Denildiğine göre Cahhafın dönüş sebebi şudur:
Bizans kralı Ona ikramda bulunmuş, kendisine yakın alaka göstermiş, hristiyanlığı kabul etmesi halinde kendisine istediği her şeyi vereceğini söylemişti. Ancak Cahhaf Ona şu cevabı verdi: “Ben senin yanına islamı beğenmediğim için gelmiş değilim.”

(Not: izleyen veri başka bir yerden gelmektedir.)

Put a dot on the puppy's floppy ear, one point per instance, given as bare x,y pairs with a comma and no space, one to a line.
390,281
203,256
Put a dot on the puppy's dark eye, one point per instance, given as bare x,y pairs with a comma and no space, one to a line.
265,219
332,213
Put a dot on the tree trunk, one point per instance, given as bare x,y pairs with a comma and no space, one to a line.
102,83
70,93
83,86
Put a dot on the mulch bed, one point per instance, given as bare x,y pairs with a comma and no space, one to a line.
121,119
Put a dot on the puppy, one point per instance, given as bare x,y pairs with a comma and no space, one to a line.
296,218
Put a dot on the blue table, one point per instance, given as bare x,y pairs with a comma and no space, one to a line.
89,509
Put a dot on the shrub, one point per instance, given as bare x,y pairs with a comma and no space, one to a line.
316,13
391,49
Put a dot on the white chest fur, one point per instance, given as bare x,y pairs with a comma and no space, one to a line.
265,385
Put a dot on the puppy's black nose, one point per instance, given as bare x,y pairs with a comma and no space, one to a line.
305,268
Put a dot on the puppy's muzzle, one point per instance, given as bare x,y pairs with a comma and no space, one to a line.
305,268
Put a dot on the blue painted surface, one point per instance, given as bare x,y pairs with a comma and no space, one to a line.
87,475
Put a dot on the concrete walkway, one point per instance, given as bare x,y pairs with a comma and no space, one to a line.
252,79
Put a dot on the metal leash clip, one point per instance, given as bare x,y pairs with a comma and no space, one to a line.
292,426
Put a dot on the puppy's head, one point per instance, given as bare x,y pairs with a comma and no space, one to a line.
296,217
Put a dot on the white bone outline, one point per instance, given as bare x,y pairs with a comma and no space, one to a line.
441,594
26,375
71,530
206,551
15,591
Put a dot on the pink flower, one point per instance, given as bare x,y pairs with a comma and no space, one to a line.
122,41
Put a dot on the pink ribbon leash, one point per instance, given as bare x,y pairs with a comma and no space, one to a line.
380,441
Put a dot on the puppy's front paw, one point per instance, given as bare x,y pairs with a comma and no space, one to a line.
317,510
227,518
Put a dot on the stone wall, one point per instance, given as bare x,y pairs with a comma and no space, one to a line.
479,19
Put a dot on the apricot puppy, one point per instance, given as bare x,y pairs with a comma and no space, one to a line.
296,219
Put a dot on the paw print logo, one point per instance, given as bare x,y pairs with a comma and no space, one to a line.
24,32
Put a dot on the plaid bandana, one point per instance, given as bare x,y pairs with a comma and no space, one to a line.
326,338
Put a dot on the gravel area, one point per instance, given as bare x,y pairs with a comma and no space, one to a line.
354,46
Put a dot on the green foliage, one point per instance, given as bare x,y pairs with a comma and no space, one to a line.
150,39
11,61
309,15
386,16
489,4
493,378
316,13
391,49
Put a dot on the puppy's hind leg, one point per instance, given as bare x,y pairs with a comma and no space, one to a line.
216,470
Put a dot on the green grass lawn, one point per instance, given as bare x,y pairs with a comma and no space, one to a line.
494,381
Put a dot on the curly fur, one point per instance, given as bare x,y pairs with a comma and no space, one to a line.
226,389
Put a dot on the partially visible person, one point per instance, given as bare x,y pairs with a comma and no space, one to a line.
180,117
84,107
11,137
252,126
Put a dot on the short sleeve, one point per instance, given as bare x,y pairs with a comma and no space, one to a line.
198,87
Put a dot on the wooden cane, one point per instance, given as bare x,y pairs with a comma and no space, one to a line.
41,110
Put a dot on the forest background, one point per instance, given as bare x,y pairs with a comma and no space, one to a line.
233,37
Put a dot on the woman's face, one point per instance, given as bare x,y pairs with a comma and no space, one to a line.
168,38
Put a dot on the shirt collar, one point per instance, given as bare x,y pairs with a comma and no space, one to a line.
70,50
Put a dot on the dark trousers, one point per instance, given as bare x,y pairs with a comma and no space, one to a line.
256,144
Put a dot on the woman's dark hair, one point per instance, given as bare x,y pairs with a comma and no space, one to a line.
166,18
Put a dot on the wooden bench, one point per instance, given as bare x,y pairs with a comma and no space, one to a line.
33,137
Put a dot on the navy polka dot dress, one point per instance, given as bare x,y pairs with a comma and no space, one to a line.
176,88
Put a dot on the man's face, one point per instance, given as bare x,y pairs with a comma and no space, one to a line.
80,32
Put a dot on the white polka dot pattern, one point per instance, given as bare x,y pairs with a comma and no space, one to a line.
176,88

Bu yıl içerisinde Bizanslılar Müslüman askerlerle yaz mevsiminde karşılaşmış, ancak Müslümanlar bozguna uğramıştı. Bozguna uğrayanlar Abdülmelike kendilerini hezimete uğratanın Cahhaf olduğunu söyleyince Abdülmelik Ona haber gönderip eman verdi. Bunun üzerine Cahhaf yola koyulup Bişre doğru gitti. Orada Bişrlilerden bir kabile vardı. Yanlarına vardığında kefenlerini giydi ve onlara şöyle dedi: “Sizin yanınıza, öldürdüklerimin kısasını beni öldürmeniz suretiyle vermeğe geldim.” Kabilenin gençleri Onu öldürmek istediyse de yaşlılar onları bu işten alıkoydular, böylece affettiler. O da gidip haccetti. Abdullah bin Ömer tavaf ederken Cahhafın: “Allahım! Bana mağfiret et, fakat hiç de edeceğini zannetmiyorum.” sözlerini işitince Ona şöyle demişti: “Sen Cahhaf bile olsan bundan daha fazlasını söyleyemezdin.” Bunun üzerine de Cahhaf: “işte Cahhaf benim!” diye cevap vermişti.